While the Van Eck gold miners ETF is down 28% over the past month, a few of the larger cap TSX-listed pure play gold miners have held almost flat, with major falls concentrated among relatively smaller cap stocks.
A group of large Canada listed and operating junior miners is down 32% over the past month, hit hard, but still less so than the -41% drop in Van Eck's global junior gold miner ETF, and lower market caps are correlated with more severe declines.
Source: Yahoo Finance, *Van Eck
While gold had held up well in the first two weeks of the market decline, rising demand for liquidity finally pushed investors to sell this week, driving a -10.4% drop. However, in relative terms, gold looks robust compared to the collapse in equity indices and other major metals and commodities. Over the past month, gold is down just -8% compared to - 17% for copper, -29% for the S&P 500, -34% for silver, -36% for the Eurostoxx 600 and a dramatic -51% decline for crude oil (Figure 1). Clearly gold is being sold last, and being sold lightly, so far.
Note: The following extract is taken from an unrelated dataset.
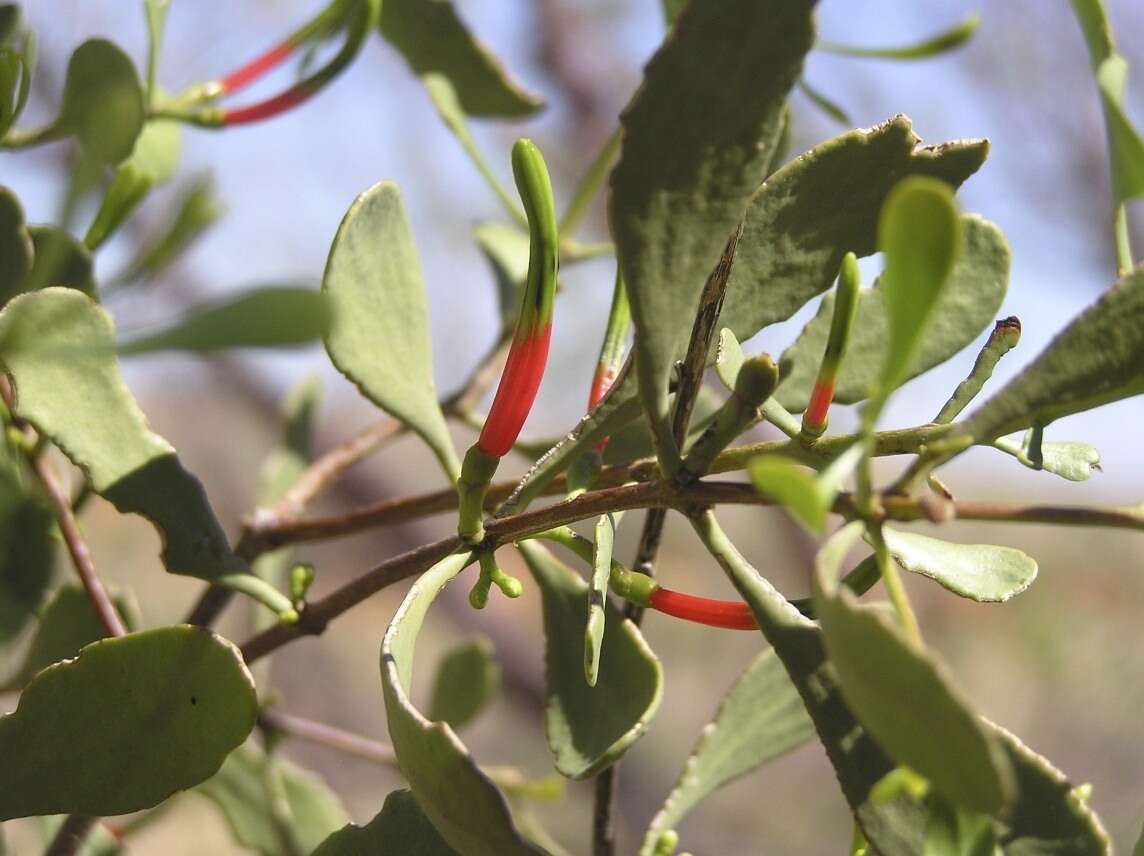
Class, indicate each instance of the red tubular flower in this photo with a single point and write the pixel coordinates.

While the Van Eck gold miners ETF is down -28% over the past month, this has not hit all the miners equally. A look at the major TSX listed pure play gold miners (in order of highest to lowest market cap in Figure 2) shows larger market cap stocks Newmont and Franco Nevada remaining nearly flat over the past month, demonstrating that that the market is not indiscriminately selling all gold miners. As we move down in market cap, the losses become larger, indicating that the market could be concerned with the risks that relatively smaller gold miners may have more issues with raising capital in an extreme risk off environment.
We also see this trend in a group of the largest Canadian listed miners with operations focused in Canada (ranked from highest to lowest market cap in Figure 3). In general, as we move down in market cap, the stock price declines tend to get larger. It appears that while the market is factoring in the relative strength in gold, it might be giving a higher weighting to the risk that companies will have difficulty accessing capital in this environment to continue and expand their operations, even if the gold price does hold up. While this group of Canadian juniors in Figure 3 has seen a quite severe combined market cap decline of 32% over the past month, in a global context, this is a relative outperformance versus the 41% decline in Van Eck's global junior miner ETF.